With more than 1.5 million units sold, the Sinclair ZX81 was a fairly popular computer in the early ’80s. It was [Gert]’s first computer, so it was a natural choice for him to try to emulate. Another reason for the choice was that his mbed-VGA device could only output monochrome color, which was another characteristic of the ZX81.

[Gert] started by modifying a very lean Z80 emulator to make the compiled code run as efficiently as possible on the mbed. Then he went about getting a picture to display on the screen, then he interfaced an SD card and a keyboard to his new machine. To be true to the original, he built everything into an original ZX81 case.

This isn’t the first time we’ve seen a ZX81, but it is one of the better implementations of an emulated version of this system we’ve seen.

Thanks to [Jeroen] for the tip!

7 thoughts on “ZX81 Emulated on an mbed

    1. Given the context, it would be one of the many break out boards from different chips manufacturers embed sells.

      I would rather hear about the actual part # of the chip involved than the name of a company or product code name/trademark which have no meanings to people that can make/design their own breakout boards.
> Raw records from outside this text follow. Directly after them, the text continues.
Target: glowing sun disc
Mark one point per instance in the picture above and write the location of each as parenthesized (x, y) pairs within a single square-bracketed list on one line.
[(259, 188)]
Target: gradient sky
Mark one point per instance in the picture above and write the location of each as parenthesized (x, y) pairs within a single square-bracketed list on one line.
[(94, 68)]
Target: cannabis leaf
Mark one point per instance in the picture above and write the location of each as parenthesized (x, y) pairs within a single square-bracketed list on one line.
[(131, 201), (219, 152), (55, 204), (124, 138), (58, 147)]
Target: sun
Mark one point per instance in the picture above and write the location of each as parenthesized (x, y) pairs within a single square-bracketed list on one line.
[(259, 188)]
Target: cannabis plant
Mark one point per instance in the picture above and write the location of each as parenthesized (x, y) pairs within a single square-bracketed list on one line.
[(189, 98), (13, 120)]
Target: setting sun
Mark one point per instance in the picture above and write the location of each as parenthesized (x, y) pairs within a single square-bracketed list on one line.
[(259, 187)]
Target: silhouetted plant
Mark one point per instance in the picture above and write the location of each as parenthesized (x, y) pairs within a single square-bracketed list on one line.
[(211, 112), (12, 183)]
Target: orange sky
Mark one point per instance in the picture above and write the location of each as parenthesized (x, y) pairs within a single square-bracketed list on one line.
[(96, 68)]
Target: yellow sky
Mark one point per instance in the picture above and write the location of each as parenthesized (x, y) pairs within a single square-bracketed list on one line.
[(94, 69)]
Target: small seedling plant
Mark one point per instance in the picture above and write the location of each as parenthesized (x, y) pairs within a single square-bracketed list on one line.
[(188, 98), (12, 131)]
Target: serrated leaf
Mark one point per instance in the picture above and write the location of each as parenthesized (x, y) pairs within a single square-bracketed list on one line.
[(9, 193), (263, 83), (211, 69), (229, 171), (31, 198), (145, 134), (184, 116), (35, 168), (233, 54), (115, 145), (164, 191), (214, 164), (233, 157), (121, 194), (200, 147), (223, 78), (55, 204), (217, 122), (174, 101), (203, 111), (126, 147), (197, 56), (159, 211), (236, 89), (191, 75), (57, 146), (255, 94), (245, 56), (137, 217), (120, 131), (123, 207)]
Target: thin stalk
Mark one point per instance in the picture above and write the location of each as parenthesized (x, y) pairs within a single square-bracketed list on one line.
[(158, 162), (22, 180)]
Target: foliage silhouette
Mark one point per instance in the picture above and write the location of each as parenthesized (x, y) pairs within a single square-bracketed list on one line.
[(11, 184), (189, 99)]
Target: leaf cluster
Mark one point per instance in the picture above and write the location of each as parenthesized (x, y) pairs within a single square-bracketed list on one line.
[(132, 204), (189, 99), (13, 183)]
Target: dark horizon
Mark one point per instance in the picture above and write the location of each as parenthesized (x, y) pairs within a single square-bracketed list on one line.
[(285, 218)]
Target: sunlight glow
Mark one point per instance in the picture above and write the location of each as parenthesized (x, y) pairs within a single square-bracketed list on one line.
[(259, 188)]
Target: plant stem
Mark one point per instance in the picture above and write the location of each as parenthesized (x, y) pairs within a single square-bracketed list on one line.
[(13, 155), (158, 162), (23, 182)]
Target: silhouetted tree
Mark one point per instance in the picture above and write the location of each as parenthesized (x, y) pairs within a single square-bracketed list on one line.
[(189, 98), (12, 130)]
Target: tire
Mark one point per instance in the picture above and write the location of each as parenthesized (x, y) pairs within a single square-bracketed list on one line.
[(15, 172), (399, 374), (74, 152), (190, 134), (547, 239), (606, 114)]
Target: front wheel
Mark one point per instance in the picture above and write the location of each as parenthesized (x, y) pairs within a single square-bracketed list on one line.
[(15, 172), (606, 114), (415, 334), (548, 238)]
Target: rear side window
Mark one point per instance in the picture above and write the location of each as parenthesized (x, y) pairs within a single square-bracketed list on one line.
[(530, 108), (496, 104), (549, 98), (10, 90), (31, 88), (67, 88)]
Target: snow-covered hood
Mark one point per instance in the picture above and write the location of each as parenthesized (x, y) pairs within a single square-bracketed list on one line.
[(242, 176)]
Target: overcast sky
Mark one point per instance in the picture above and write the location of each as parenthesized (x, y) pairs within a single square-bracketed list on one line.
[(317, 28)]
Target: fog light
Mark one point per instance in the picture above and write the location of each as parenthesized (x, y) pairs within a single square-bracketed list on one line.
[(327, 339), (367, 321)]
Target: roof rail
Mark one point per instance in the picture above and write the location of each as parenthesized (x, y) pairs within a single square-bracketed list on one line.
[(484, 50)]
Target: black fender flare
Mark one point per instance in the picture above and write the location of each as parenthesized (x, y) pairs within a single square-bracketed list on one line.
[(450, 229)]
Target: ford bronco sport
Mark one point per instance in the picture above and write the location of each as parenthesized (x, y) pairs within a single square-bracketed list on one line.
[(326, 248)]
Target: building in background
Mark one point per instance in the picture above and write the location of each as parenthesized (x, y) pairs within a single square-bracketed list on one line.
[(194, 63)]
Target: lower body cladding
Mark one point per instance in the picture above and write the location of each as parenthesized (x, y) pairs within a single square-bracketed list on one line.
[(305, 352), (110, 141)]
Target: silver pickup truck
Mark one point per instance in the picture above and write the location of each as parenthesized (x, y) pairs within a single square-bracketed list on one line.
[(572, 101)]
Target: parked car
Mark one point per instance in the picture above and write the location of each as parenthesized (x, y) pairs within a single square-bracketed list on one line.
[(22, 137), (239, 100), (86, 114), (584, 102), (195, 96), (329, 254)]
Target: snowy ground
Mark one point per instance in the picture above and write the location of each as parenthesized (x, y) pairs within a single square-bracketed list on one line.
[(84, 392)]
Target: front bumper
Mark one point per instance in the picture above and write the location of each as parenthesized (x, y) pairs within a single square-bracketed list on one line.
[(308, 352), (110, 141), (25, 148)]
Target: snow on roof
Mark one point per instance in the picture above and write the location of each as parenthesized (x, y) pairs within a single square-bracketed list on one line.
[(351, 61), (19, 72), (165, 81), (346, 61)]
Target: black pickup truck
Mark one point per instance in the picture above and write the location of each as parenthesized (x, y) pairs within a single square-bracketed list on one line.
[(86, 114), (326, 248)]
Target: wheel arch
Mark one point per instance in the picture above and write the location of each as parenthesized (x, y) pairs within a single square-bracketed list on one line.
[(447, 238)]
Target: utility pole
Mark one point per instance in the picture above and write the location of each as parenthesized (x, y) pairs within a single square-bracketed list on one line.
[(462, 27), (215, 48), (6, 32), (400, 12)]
In this case don’t even know the chip vendors, part# or even the board name from the write up.

    2. The first-gen mbed LPC1768 got Kleenex’d as “mbed” until the project regained geek cred for open sourcing the environment and adding other vendors besides NXP. NXP has a couple of other mbed boards called “mbed something-something”. Everything else is “mbed enabled” but doesn’t have “mbed” in the name.

      Outside of that, I don’t see how this is any more confusing than the overloading of the “Arduino” name.

  1. Lots of nice pictures, but no details at all about how any of it was done. Even the comment about starting with a “lean z80” emulator doesn’t tell you which one. I’d like to see more details and his code. Otherwise it is a “gee, that’s nice” sort of hack.